|
TASLIMA NASRIN
Introduksi
"Dia adalah orang yang paling berani atau orang yang
paling bodoh yang pernah saya jumpai," demikian menurut
seorang sahabat Nasrin (Weaver 49). Keberanian Taslima
Nasrin tidak perlu diragukan lagi --seorang ahli
anestesiologi pemerintah dan anak perempuan dari ayah
seorang dokter desa dengan ibu yang taat beribadah-- yang
tiba-tiba terhenyak ke panggung media berkat respons penuh
amarah kaum militan Muslim terhadap tulisan-tulisannya yang
bernada feminis. Tulisan-tulisan Nasrin mengungkapkan
pemikirannya tentang agama, feminisme, dan seksualitas
dengan gamblang --topik-topik yang tidak sering terungkap ke
permukaan di dalam masyarakat Muslim tradisional Bangladesh.

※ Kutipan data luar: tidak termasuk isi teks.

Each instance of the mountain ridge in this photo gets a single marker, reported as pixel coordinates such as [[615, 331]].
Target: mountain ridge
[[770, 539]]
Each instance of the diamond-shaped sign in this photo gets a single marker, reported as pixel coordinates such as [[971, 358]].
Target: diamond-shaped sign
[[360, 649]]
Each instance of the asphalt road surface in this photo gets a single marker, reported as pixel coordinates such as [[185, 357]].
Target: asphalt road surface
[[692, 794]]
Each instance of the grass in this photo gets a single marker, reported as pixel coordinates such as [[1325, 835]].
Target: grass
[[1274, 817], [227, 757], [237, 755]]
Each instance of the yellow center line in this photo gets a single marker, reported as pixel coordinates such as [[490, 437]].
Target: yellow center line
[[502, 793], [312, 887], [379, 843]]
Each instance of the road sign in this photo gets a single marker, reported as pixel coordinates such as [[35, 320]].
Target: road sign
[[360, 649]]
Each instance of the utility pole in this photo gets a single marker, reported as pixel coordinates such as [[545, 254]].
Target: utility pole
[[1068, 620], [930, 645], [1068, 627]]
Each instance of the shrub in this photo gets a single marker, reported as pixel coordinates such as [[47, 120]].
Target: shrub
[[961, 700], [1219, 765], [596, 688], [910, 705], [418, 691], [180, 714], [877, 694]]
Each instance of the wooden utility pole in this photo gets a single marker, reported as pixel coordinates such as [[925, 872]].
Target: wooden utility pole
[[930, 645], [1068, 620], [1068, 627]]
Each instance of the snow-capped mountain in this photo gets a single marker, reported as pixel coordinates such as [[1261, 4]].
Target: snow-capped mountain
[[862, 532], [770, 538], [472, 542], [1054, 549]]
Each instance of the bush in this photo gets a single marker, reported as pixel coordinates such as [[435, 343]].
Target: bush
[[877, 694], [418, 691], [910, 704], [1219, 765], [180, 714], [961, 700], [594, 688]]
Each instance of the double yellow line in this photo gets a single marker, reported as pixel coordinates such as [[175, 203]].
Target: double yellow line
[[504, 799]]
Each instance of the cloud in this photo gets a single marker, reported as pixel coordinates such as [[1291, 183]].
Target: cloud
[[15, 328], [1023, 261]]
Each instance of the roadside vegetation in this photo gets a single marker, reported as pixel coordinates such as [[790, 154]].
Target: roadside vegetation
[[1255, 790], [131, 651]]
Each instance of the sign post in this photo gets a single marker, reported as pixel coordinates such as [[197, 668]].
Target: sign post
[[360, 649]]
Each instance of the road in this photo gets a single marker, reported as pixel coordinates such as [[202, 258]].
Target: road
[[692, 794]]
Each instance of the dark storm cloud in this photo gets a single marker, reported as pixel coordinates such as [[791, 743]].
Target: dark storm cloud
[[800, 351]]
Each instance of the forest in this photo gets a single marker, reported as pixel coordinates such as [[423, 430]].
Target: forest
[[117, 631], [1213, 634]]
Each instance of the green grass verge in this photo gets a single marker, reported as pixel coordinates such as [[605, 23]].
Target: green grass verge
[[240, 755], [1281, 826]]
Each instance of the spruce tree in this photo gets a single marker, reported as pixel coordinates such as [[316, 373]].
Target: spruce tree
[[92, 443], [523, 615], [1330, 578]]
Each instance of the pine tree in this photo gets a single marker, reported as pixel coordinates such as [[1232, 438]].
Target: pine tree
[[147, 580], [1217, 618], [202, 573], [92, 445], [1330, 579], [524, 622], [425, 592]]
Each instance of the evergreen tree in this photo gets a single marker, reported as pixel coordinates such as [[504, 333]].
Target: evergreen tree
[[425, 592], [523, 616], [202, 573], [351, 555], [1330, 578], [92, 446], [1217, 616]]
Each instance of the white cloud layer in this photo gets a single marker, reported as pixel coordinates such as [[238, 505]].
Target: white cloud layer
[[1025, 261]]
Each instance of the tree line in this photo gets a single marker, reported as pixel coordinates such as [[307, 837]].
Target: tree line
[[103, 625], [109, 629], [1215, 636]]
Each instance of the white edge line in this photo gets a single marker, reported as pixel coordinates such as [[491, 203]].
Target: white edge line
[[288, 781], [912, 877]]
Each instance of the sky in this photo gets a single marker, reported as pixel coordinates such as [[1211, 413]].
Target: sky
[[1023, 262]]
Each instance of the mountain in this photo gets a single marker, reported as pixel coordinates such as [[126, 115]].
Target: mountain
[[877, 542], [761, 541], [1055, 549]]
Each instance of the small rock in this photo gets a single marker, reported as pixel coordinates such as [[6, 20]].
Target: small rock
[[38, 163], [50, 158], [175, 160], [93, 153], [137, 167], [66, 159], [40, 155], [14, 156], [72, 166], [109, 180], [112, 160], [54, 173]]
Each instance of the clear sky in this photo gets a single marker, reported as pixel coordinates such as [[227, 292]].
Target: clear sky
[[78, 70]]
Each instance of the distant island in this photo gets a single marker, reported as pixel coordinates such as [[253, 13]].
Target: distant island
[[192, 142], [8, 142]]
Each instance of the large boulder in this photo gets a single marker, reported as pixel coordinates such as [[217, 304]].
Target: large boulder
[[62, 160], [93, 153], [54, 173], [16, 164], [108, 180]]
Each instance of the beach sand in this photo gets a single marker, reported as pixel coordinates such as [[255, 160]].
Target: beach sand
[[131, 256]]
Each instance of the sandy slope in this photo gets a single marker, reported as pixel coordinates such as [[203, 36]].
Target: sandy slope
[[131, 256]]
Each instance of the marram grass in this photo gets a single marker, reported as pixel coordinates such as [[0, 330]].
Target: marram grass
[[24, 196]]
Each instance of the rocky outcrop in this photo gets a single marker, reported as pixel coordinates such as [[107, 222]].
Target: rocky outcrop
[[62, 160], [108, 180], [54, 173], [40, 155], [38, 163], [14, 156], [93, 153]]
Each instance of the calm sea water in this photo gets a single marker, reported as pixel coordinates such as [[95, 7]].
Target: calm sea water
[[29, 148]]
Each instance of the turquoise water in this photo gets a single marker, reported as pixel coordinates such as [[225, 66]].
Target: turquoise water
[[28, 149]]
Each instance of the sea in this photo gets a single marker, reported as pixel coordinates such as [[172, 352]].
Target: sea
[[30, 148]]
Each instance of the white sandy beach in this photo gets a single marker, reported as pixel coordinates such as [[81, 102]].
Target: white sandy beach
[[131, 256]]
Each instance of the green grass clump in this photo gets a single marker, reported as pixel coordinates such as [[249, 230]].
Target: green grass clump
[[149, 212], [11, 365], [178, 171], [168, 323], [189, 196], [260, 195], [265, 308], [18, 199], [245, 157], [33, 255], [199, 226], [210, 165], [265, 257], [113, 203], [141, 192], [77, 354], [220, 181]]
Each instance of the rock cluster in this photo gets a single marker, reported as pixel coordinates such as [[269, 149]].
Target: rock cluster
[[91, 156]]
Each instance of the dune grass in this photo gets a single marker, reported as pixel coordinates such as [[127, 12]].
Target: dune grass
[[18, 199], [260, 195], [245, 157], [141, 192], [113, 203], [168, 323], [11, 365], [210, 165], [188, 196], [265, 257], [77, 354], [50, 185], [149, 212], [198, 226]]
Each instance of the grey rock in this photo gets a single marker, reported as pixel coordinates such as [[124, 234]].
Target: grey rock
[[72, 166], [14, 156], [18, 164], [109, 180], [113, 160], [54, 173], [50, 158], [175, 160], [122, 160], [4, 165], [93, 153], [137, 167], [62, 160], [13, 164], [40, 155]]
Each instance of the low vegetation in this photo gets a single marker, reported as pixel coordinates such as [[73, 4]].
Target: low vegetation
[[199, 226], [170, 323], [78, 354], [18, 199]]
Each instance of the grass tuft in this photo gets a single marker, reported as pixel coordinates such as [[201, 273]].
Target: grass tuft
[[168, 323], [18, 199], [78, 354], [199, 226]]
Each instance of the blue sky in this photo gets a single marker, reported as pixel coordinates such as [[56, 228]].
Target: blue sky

Namun, "... perlawanannya terhadap kemapanan yang
membuatnya dikagumi ribuan orang" (Sen). Kelompok-kelompok
fundamentalis Hindu dan Muslim dengan cepat tampil dengan
sudut pandang masing-masing terhadap Taslima: kaum
fundamentalis Hindu menerimanya sebagai sekutu, dan
membagi-bagikan bukunya, sedangkan kaum fundamentalis Muslim
membakar ratusan karyanya, "Lajja" (Malu), dan menuntut
hukuman mati untuknya. Taslima Nasrin "... [menjadi] ciptaan
dan alat kaum ekstremis di seantero anak benua India"
(Weaver 55).
Beberapa Informasi Riwayat Hidup
Lahir tahun 1962 di Mymensingh, sebuah kota kecil di
wilayah yang sekarang bernama Bangladesh (Wright).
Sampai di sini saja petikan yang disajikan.